Trump finally said the quiet part aloud: the United States wages war in the Middle East for Israel. On Breaking Points, Krystal Ball highlighted his admission that military operations against Iran are driven by the interests of Israel, Saudi Arabia, and Gulf allies - not American necessity. This confession undercuts the official national security narrative and aligns with prior analysis from the No Agenda Show, where Adam Curry cited Glenn Greenwald’s argument that Trump’s Iran policy serves Israel and Gulf dictatorships.
"Trump admitted the Iran war was conducted to help Israel, Saudi Arabia, and Gulf states."
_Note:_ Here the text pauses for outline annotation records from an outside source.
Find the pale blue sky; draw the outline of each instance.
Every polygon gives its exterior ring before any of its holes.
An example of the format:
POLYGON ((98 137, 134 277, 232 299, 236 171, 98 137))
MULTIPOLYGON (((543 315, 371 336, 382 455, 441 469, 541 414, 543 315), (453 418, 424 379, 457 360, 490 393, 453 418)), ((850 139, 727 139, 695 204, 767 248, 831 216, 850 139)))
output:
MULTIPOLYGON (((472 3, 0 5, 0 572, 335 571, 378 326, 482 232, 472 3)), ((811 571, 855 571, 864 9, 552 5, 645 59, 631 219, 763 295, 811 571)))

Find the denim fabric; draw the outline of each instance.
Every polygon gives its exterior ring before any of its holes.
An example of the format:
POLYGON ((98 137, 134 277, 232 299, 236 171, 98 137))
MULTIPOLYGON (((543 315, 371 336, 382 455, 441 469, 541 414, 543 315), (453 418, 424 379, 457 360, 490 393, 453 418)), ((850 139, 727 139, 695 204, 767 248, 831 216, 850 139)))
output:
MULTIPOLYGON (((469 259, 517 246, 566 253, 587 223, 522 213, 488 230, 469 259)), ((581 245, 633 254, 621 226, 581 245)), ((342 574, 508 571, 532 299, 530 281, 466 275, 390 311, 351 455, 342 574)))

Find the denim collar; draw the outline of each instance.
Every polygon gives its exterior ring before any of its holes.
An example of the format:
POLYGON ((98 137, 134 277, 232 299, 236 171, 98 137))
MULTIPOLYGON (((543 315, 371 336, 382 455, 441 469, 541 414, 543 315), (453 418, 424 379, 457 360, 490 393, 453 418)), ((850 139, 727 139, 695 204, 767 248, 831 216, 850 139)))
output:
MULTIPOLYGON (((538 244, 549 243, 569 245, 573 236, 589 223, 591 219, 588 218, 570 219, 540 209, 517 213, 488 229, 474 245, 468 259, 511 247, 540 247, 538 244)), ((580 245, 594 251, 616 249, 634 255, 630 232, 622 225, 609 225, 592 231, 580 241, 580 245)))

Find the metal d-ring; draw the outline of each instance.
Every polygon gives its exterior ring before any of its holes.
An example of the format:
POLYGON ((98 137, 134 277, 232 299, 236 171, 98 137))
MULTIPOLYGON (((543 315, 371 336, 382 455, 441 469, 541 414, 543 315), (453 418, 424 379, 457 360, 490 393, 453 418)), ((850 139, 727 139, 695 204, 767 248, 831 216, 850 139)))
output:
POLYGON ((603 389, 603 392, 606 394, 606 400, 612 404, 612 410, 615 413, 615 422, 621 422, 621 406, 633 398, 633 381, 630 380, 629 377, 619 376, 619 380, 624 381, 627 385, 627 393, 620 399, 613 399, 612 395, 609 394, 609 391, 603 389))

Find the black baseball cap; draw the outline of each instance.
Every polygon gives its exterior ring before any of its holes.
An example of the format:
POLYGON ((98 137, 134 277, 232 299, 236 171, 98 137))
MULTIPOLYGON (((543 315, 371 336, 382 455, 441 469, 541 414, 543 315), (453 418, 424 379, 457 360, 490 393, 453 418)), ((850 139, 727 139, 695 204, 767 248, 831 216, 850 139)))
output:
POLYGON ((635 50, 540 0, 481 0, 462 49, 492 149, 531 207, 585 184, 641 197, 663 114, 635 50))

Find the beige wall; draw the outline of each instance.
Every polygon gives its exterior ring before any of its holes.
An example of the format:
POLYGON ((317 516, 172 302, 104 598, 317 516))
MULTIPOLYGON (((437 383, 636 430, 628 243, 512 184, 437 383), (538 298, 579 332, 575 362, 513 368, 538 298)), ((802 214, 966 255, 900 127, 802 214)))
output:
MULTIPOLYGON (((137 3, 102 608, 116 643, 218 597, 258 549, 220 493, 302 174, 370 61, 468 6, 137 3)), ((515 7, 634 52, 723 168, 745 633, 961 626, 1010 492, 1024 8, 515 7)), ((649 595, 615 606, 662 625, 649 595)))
- Krystal Ball, Breaking Points
The strategic cost is material. While the U.S. remains bogged down, China spent the last two decades building an industrial base that now leads in EVs and robotics. Ryan Grim noted on Breaking Points that the summit with Xi Jinping didn’t produce the massive trade deals Trump wanted; it yielded a 5% drop in Boeing stock. Xi framed the U.S. as a declining power to Trump’s face, and Trump was reportedly unprepared to counter the point.
This foreign policy is also dictated by domestic politics. Trump admitted to Sean Hannity that the U.S. doesn’t actually need to seize Iranian "nuclear dust," but feels obligated because he promised it to his base. It’s a cycle of imperial overstretch driven by the fear of looking weak on Fox News. Meanwhile, as Ro Khanna argued on Breaking Points, the Iran war prevents the Fed from cutting interest rates, driving up food, fertilizer, and gas prices for American consumers.
"He acknowledged he doesn't actually think the war was necessary."
- Krystal Ball, Breaking Points
The admission forces a reckoning with long-standing Gulf state tensions. Curry noted Trump’s family business ties to Persian Gulf states, and the administration’s current energy strategy - redirecting Chinese oil purchases to Texas and Louisiana - aims to make the Strait of Hormuz irrelevant and decouple China from Iranian stability. Washington executes this swap to starve Tehran, a cold-blooded market play masked as diplomacy.